Quand je pense à ce qui a toujours fait la différence entre la jeunesse et l'âge mûr, cette capacité du jeune de s'enthousiasmer pour ses amours au détriment du patrimoine, pour ses élans politiques altruistes au détriment de la conservation de son portefeuille, pour l'utilité et la beauté de son activité au détriment de la basse considération matérielle, je me désespère qu'un jeune puisse écrire cela. Triste époque ! Est-ce avec cette génération qu'on peut espérer une amélioration du monde ?

Toute ma jeunesse, j'ai développé ma connaissance pour le seul plaisir de savoir. Jamais il ne m'est venu à l'idée d'en faire profit dans une émission de télé.

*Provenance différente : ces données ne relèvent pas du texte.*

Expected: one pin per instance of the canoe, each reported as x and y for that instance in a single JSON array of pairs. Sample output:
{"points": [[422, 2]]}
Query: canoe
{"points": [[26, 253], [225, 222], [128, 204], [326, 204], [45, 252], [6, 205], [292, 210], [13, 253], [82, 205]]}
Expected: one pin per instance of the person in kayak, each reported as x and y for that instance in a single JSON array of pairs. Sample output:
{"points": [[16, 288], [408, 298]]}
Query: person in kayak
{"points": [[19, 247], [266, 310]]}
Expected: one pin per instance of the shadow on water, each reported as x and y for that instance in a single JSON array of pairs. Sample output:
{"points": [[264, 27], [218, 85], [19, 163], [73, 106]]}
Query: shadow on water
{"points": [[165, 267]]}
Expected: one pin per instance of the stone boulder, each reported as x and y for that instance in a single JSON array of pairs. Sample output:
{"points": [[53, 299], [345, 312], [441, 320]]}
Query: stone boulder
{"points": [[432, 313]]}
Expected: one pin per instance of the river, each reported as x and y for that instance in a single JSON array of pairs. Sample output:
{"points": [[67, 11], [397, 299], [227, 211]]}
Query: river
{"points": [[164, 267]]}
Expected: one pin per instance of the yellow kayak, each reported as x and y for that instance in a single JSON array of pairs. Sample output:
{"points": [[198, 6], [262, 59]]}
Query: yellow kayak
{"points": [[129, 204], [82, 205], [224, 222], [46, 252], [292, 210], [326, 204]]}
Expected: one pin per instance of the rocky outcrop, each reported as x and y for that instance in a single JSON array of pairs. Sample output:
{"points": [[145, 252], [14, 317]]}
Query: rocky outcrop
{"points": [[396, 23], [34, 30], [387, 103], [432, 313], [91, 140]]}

Mais si cette génération ne vaut pas qu'on lutte pour lui transmettre un monde plus beau que le nôtre, alors que nous reste-t-il comme raison d'espérer ?

 
 
 
RÉPONSE :
 

Votre remarque sur le matérialisme de certains jeunes est tout aussi judicieuse… Cependant, n'avons-nous pas connu, aux temps bénis de notre propre jeunesse (quant à moi, je vous parle là du début des '70), de ces jeunes idéalistes, cheveux longs et rouges blousons communards, qui, remplis de nobles et généreux idéaux révolutairo-maoïsto-lénino-trotskystes se promettaient de consacrer leur existence entière à la défense des opprimés de tout poil et de toute couleur ? Et aujourd'hui, ces anciens disciples du Che, ces idéalistes qui se voulaient solidaires de tous les damnés de la terre, qui étaient prêts à partager leur spartiate tartine avec tous les forçats de la faim, dédaignent de se déplacer autrement qu'en Ferrari, dirigent leurs entreprises avec toute la verve ultralibérale d'un Berlusconi, et pressent leurs "ressources humaines" pire que des oranges chez Minute Maid…

Ne pourrait-on pas espérer pour nos matérialistes yuppies le même retour de flammes, mais en sens inverse ?

Peut-être, après de longues années consacrées à la quête obstinée de gloire télévisuelle et de biens matériels, ce sympathique internaute, qui tant vous mortifia, finira-t-il ses jours dans le Haut Larzac en lisant les Bucoliques de Virgile pour son seul plaisir et celui de ses quelques chèvres, même pas laitières.